The descriptive statistics for joint venture banks shows that the average return on assets is 2.2939 percent, average return on equity is 25.8160 percent, average net interest margin is 3.5738 percent, average short term debt ratio is 2.80412 percent, average long term debt ratio is 88.5931 percent, average total debt ratio is 91.3972 percent, average firm size is Rs. 24.6530 billion and average assets growth is 11.9928 percent. Similarly, the descriptive statistics for private banks shows that the average return on assets is 1.3938 percent, average return on equity is 15.0260 percent, average net interest margin is 3.0237 percent, average short term debt ratio is 1.8376 percent, average long term debt ratio is 87.0226 percent, average total debt ratio is 88.1653 percent, average firm size is Rs. 24.1135 billion and average assets growth is 15.6346 percent. Likewise, the descriptive statistics for public banks shows that the average return on assets is 1.9621 percent, average return on equity is -5.9368 percent, average net interest margin is 4.3568 percent, average short term debt ratio is 8.7549 percent, average long term debt ratio is 86.4029 percent, average total debt ratio is 102.1185 percent, average firm size is Rs.25.0806 billion and average assets growth is 10.9075 percent.
The correlation matrix for joint venture banks reveals that firm size and assets growth are positively correlated to return on assets while short term debt ratio, long term debt ratio and total debt ratio are negatively correlated to return on assets. The short term debt ratio, firm size and assets growth are positively correlated to return on equity while long term debt ratio and total debt ratio are negatively correlated to return on equity. The assets growth is positively correlated to net interest margin while short term debt ratio, long term debt ratio, total debt ratio and firm size are negatively correlated to net interest margin. Similarly, the correlation matrix for private banks reveals that short term debt ratio, total debt ratio, firm size and assets growth are positively correlated to return on assets while long term debt ratio is negatively correlated to return on assets. The firm size is positively correlated to return on equity while short term debt ratio, long term debt ratio, total debt ratio and assets growth are negatively correlated to return on equity. The assets growth is positively correlated to net interest margin while short term debt ratio, long term debt ratio, total debt ratio and firm size are negatively correlated to net interest margin. Likewise, correlation matrix for public banks reveals that firm size and assets growth are positively correlated to return on assets while short term debt ratio, long term debt ratio and total debt ratio are negatively correlated to return on assets.
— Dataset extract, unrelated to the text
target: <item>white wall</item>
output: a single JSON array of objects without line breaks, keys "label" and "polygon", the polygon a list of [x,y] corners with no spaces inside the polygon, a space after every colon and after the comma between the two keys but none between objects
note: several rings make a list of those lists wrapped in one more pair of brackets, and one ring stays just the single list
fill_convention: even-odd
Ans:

The total debt ratio, firm size and assets growth are positively correlated to return on equity while short term debt ratio and long term debt ratio are negatively correlated to return on equity. The firm size and assets growth are positively correlated to net interest margin while short term debt ratio, long term debt ratio and total debt ratio are negatively correlated to net interest margin.
The regression analysis reveals that firm size and assets growth have positive impact on return on assets whereas short term debt ratio, long term debt ratio and total debt ratio have negative impact on return on assets for joint venture banks. Similarly, short term debt ratio, total debt ratio, firm size and assets growth have positive impact on return on assets whereas long term debt ratio has negative impact on return on assets for private banks. Likewise, firm size and assets growth have positive impact on return on assets whereas short term debt ratio, long term debt ratio and total debt ratio have negative impact on return on assets for public banks. Moreover,short term debt ratio, firm size and assets growth have positive impact on return on equitywhereas long term debt ratio and total debt ratio have negative impact on return on equity for joint venture banks. Similarly, firm size has positive impact on return on equity whereas short term debt ratio, long term debt ratio, total debt ratio and assets growth have negative impact on return on equity for private banks. Likewise, total debt ratio, firm size and assets growth have positive impact on return on equity whereas short term debt ratio and long term debt ratio have negative impact on return on equity for public banks. Finally,assets growth has positive impact on net interest margin whereasshort term debt ratio, long term debt ratio, total debt ratio and firm size have negative impact on net interest margin for joint venture banks. Similarly, assets growthhas positive impact on net interest margin whereas short term debt ratio, long term debt ratio, total debt ratio and firm size have negative impact on net interest margin for private banks. Likewise, firm size and assets growth have positive impact on net interest margin whereas short term debt ratio, long term debt ratio and total debt ratio have negative impact on net interest margin for public banks.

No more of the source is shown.